Feb. 11 (UPI) — An 18-year-old Californian, who made hundreds of swatting calls against places of worship and education for profit and fun, was sentenced to four years in prison on Tuesday, federal prosecutors said.
Alan Filion of Lancaster, Calif., was 17 when arrested in January 2024 in his home state on charges stemming from his threat to shoot up a Sanford, Fla., mosque. Claiming to be armed with an illegally obtained AR-15, a Glock pistol, pipe bombs and Molotov cocktails, he told an emergency response number in the city that he vowed to “kill everyone” he saw at the religious institute.
Federal prosecutors, in court documents, said between August 2022 and January 2024, Filion made more than 375 swatting, hoax or threat calls like the one he made to Sanford but throughout the United States.
Swatting involves a perpetrator making a false report of a violent crime with police or emergency services to prompt a law enforcement response to a particular location.

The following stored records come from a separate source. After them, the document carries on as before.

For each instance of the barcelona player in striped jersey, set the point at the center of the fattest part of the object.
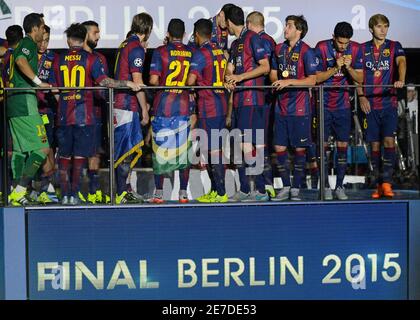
(46, 107)
(14, 34)
(128, 135)
(208, 68)
(255, 22)
(293, 64)
(76, 67)
(340, 65)
(100, 99)
(384, 63)
(171, 110)
(248, 63)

Court documents state that “[o]n numerous occasions, Filion’s swatting activities caused armed police responses to the supposed crime scenes.”
Federal prosecutors said Filion used several Voice over Internet Protocol accounts and, in some cases, employed text-to-speech generators, among other actions, to obscure his identity.
He pleaded guilty in November to four federal charges, under the Federal Juvenile Justice & Delinquency Prevention Act, of making interstate threats in injure others.
In addition to the Sanford swatting incident, he plead guilty to three others — one to a Washington high school in October 2022, a Historically Black College and University in Florida in May 2023 and to a Texas police department.
U.S. District Judge Carlos Mendoza for the Middle District of Florida handed down Filion’s 48-month sentence on Wednesday, the Justice Department said in a statement.
CAIR, the United States’ largest Muslim civil rights and advocacy organization, said in a statement that it welcomed the sentence Filion received and thanked law enforcement for bringing him to justice, though remarked that it is seeing “a rise in bias incident targeting minority communities nationwide, which must be addressed by elected officials and state and local leaders.”